Hair is a form of expression, but is becoming a means to be judged by. Whenever I leave my house without my hair done–which is quite controversial because a lot of people (especially older Black people) don’t even see an afro as done–I get comments like, “Erin you need to do something with that head,” as if my hair in its natural state is not good enough or acceptable. After hearing phrases like that so many times, it’s been imprinted in me not to respect someone who’s hair isn’t done, and as a result, I’ve said the same thing to other Black girls whose hair I don’t deem to be done. It’s a vicious cycle.
It’s truly sad how much we as Black women have embodied the self-hate that’s been projected onto us for centuries. Slaves were forced to cover their hair, relaxed hair was the standard for my grandma and mother’s generations, now it’s long wigs and weaves, and when it is natural, it’s only deemed as beautiful if there are defined curls on hair that is at least touching the collar bones when straight. I should be comfortable and confident enough to be able to present myself to the public without my hair always being gelled, slicked and defined, but I don’t.

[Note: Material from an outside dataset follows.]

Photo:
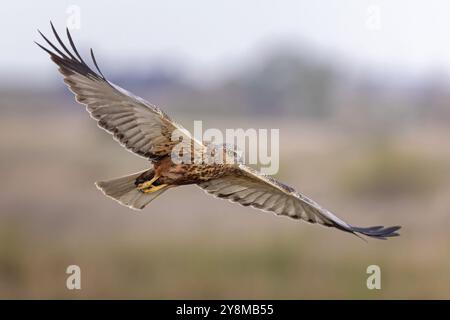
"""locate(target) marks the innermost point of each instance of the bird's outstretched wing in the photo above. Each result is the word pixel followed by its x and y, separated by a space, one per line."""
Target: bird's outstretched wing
pixel 135 123
pixel 250 188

I’ve had this conversation about the amount of work it takes to always keep our hair done and almost every single other Black girl has had similar experiences.
We joke about how much we’d love to just cut it all off one day and dream about the load off it would be to not have to exert so much energy and thought into it every day. However, for a lot of us, we wouldn’t dare. I know I wouldn’t because, whether we know this consciously or subconsciously, we know how much of our self-worth, beauty and femininity comes from having our hair presented in the way we want.
For all women, hair is something that can make or break how we feel about the way we look. However for Black women it’s an even deeper issue. Our femininity is already stripped as people often see our Blackness before our femininity, thus we are already more associated with masculinity. Then, when a shaved head is added on to that, it would be so much harder to be seen as womanly.
It’s also hard to envision myself without a head full of hair when so many of my compliments come from my hair. Walking around at school with my hair out and curly, in a big puff, or with fresh braids, I generally hear at least a few positive comments about my hair daily. Less frequently I get comments of being pretty in general. Am I not pretty without my hair? From these experiences, what else are we, as Black girls, supposed to believe?
As a collective, we need to reflect on our acceptance, or lack thereof, of ourselves when our hair isn’t slicked into a painful ponytail, our edges laid and our hair isn’t in braids so tight they’re causing premature balding. Not only reflecting on our own self-hate but how we project it onto other Black women who go about their day with their hair in a way that we don’t perceive to be done.
Beauty is completely subjective and it is no one’s place to judge what is acceptable or not.